Joseph Harold Pierre : « La révision du salaire minimum à 685 gourdes ne veut rien dire… »

Pour le professeur Joseph Harold Pierre, économiste, le fondement du salaire minimum repose sur un ensemble de décisions étatiques visant à aider les plus pauvres à vivre dans la dignité. Autrement dit, le salaire minimum devrait s’adapter à la politique sociale du gouvernement.
Dans le cas d’Haïti, a poursuivi le professeur Pierre, intervenant sur les ondes d’une station de radio de la capitale, réviser le salaire minimum de 500 à 685 gourdes ne signifie absolument rien sachant que les personnes en situation d’indigence, c’est-à-dire se trouvant dans l’extrême pauvreté, vivent avec 1,25 dollar américain par jour tandis que celles en situation de pauvreté vivent avec 2 dollars américains par jour.
En Amérique Latine, le salaire minimum équivaut en moyenne à 7 fois et 4 fois les niveaux d’indigence et de pauvreté. L’indigent et le pauvre vivent, respectivement, avec 1.25 et 2 dollars. Tenant compte de cette estimation, l’économiste a souligné qu’il faudrait ajuster le salaire minimum en Haïti de 900 gourdes par jour, pour aider les travailleurs à sortir de l’indigence, et de 1700 gourdes par jour pour les aider à sortir de la pauvreté.
Toutefois, a prévenu Joseph Harold Pierre, une telle décision serait extrêmement difficile à adopter par les entreprises, car toute variation économique à la hausse ou à la baisse devrait se faire graduellement.

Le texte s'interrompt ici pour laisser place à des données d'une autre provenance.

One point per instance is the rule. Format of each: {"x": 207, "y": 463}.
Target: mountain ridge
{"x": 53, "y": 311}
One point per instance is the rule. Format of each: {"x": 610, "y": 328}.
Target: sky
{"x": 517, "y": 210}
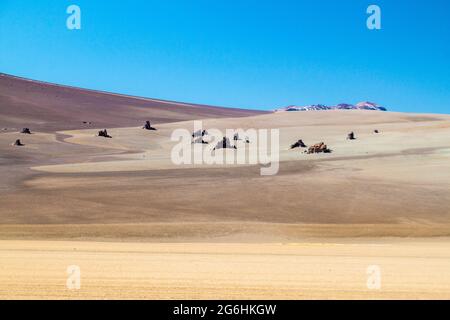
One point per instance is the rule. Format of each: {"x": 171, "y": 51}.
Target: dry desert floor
{"x": 139, "y": 226}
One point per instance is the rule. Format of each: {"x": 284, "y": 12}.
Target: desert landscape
{"x": 141, "y": 227}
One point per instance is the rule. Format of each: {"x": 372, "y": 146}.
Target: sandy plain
{"x": 141, "y": 227}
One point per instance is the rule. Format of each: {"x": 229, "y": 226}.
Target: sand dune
{"x": 50, "y": 107}
{"x": 416, "y": 269}
{"x": 380, "y": 199}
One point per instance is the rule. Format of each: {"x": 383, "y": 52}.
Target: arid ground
{"x": 140, "y": 226}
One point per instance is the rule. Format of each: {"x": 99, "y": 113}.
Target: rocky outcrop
{"x": 200, "y": 141}
{"x": 318, "y": 148}
{"x": 298, "y": 144}
{"x": 104, "y": 134}
{"x": 225, "y": 144}
{"x": 18, "y": 143}
{"x": 351, "y": 136}
{"x": 199, "y": 133}
{"x": 148, "y": 126}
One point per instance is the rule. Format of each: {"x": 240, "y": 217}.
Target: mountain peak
{"x": 366, "y": 105}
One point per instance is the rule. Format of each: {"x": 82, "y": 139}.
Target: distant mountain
{"x": 45, "y": 107}
{"x": 343, "y": 106}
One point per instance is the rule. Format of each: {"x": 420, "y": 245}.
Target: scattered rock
{"x": 318, "y": 148}
{"x": 199, "y": 133}
{"x": 148, "y": 126}
{"x": 200, "y": 140}
{"x": 104, "y": 133}
{"x": 18, "y": 143}
{"x": 225, "y": 144}
{"x": 351, "y": 136}
{"x": 299, "y": 144}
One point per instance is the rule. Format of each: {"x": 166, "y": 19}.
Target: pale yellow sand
{"x": 416, "y": 269}
{"x": 380, "y": 200}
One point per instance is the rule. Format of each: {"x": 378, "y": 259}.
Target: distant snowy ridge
{"x": 343, "y": 106}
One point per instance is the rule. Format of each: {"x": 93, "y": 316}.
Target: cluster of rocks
{"x": 351, "y": 136}
{"x": 104, "y": 134}
{"x": 298, "y": 144}
{"x": 224, "y": 144}
{"x": 18, "y": 143}
{"x": 198, "y": 137}
{"x": 148, "y": 126}
{"x": 318, "y": 148}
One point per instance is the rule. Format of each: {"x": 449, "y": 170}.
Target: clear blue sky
{"x": 253, "y": 54}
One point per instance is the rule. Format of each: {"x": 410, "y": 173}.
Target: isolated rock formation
{"x": 298, "y": 144}
{"x": 351, "y": 136}
{"x": 225, "y": 144}
{"x": 199, "y": 133}
{"x": 200, "y": 140}
{"x": 318, "y": 148}
{"x": 18, "y": 143}
{"x": 148, "y": 126}
{"x": 104, "y": 133}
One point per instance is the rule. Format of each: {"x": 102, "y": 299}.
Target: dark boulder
{"x": 299, "y": 144}
{"x": 148, "y": 126}
{"x": 199, "y": 133}
{"x": 318, "y": 148}
{"x": 225, "y": 144}
{"x": 18, "y": 143}
{"x": 200, "y": 140}
{"x": 351, "y": 136}
{"x": 104, "y": 134}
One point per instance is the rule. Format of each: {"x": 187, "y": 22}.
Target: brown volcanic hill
{"x": 50, "y": 107}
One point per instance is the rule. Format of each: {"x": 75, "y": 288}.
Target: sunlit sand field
{"x": 140, "y": 227}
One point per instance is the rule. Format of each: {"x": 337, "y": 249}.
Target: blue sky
{"x": 251, "y": 54}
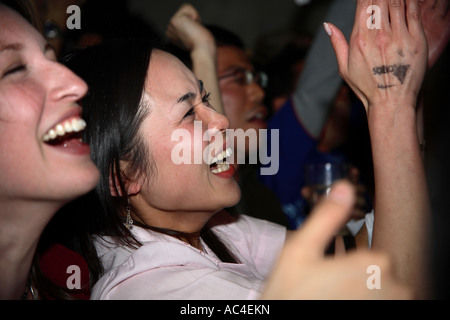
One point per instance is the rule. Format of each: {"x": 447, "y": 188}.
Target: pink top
{"x": 168, "y": 268}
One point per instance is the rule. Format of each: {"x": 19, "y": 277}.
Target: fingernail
{"x": 327, "y": 29}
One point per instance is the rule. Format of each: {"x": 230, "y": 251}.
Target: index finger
{"x": 361, "y": 15}
{"x": 325, "y": 220}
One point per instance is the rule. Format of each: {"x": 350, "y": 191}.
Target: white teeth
{"x": 226, "y": 153}
{"x": 75, "y": 125}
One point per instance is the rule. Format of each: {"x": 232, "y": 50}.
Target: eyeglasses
{"x": 245, "y": 77}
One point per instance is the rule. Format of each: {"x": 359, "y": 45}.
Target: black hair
{"x": 222, "y": 37}
{"x": 114, "y": 109}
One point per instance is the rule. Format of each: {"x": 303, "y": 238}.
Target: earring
{"x": 129, "y": 221}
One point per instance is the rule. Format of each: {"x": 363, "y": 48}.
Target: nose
{"x": 64, "y": 84}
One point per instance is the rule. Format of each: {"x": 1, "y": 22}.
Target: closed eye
{"x": 15, "y": 69}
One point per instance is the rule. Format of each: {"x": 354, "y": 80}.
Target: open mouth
{"x": 65, "y": 131}
{"x": 219, "y": 163}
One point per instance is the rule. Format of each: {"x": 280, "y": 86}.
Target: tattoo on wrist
{"x": 399, "y": 71}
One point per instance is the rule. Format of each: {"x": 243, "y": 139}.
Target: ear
{"x": 132, "y": 187}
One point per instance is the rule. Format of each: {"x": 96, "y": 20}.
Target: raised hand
{"x": 185, "y": 30}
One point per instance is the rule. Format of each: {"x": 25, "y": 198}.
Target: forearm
{"x": 401, "y": 196}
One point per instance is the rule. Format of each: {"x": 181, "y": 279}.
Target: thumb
{"x": 325, "y": 220}
{"x": 339, "y": 44}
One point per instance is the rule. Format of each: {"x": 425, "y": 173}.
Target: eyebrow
{"x": 19, "y": 47}
{"x": 191, "y": 95}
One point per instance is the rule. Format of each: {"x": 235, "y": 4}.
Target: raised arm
{"x": 320, "y": 81}
{"x": 385, "y": 67}
{"x": 186, "y": 31}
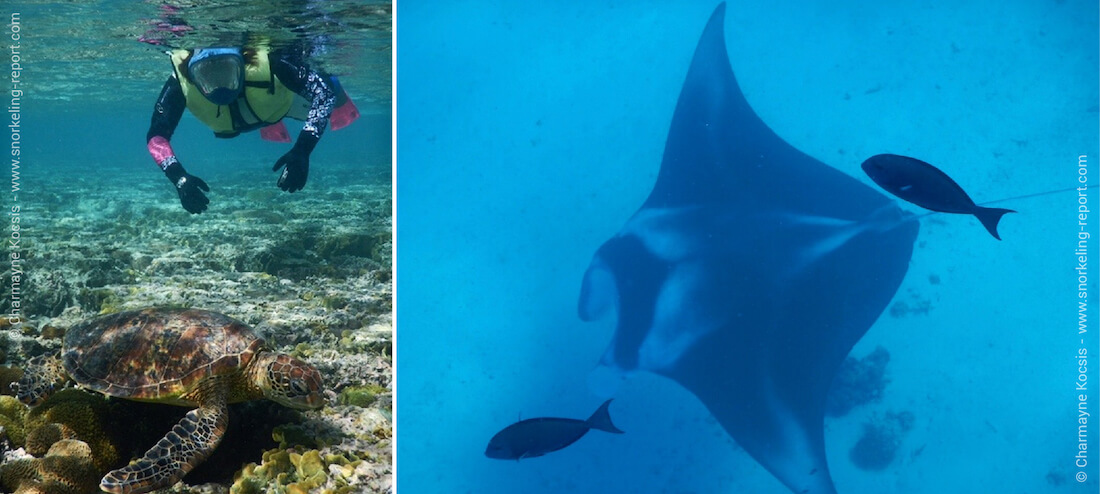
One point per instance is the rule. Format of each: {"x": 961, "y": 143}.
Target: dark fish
{"x": 928, "y": 187}
{"x": 536, "y": 437}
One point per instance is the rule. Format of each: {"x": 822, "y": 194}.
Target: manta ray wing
{"x": 749, "y": 273}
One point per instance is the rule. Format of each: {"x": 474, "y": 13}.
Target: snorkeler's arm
{"x": 299, "y": 78}
{"x": 166, "y": 114}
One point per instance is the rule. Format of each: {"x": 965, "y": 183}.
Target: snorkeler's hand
{"x": 294, "y": 176}
{"x": 189, "y": 187}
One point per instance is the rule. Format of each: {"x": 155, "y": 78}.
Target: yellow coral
{"x": 83, "y": 413}
{"x": 14, "y": 473}
{"x": 41, "y": 439}
{"x": 9, "y": 375}
{"x": 66, "y": 469}
{"x": 69, "y": 463}
{"x": 12, "y": 415}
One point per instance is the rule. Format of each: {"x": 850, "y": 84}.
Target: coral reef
{"x": 67, "y": 468}
{"x": 877, "y": 448}
{"x": 858, "y": 382}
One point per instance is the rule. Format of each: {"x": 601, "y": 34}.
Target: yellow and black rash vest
{"x": 264, "y": 100}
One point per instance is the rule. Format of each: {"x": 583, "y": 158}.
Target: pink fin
{"x": 275, "y": 132}
{"x": 343, "y": 116}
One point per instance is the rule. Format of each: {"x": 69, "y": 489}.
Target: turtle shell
{"x": 156, "y": 354}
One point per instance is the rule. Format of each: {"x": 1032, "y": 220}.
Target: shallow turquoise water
{"x": 103, "y": 229}
{"x": 527, "y": 134}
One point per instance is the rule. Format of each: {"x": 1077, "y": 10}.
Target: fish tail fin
{"x": 602, "y": 419}
{"x": 990, "y": 217}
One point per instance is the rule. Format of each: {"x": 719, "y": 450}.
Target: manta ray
{"x": 749, "y": 273}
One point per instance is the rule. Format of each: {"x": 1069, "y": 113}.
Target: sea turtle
{"x": 178, "y": 357}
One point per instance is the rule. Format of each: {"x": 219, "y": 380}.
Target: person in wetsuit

Passer de 500 à 685 gourdes dans une économie équivaut à une variation de 37 %, de 80% pour un salaire de 900 gourdes et de 240 % pour 1700 gourdes d’augmentation.
«On serait déjà parvenu à un salaire minimum de 900 gourdes si l’Etat Haïtien avait envisagé une dynamique d’ajustement annuel du salaire minimum», a fait remarquer Joseph Harold Pierre rappelant l’obligation de réviser le salaire minimum à partir d’une inflation de 10% conformément à l’article 137 du code du travail.
A en croire le professeur d’université, la situation actuelle de tension autour de l’augmentation du salaire minimum est due à une absence de politique économique et de volonté manifeste pour changer les conditions de vie dans le pays. Selon lui, il est tout à fait juste que les ouvriers réclament 1500 gourdes de salaire pour une journée de travail. En comparant le salaire minimum d’Haïti et celui de quelques pays de l’Amérique latine, Joseph Harold Pierre a trouvé que le Guatemala a un salaire minimum de 11.5 dollars, le Honduras 15 dollars, la République dominicaine 8 dollars et Haïti 6 dollars.
La différence entre Haïti et ces pays réside dans le fait que la République dominicaine dispose de 79 zones franches, Honduras 50 zones franches tandis qu’Haïti en compte seulement 3 pour un total de six millions de personnes au chômage, soit 90% de la force de travail du pays.
Haïti sera en perte de compétitivité si ce salaire de 1500 gourdes est octroyé aux ouvriers d’une part, et il n’est nullement question que ces travailleurs, d’autre part, restent dans ces conditions misérables. Il revient donc à l’Etat d’instaurer certaines politiques sociales pouvant compléter le salaire minimum tout en augmentant la quantité de zones franches afin de réduire le taux de chômage. Cependant, les avantages sociaux promis (non agréés) par l’Etat ne peuvent compenser le salaire minimum même à un niveau de 5 %.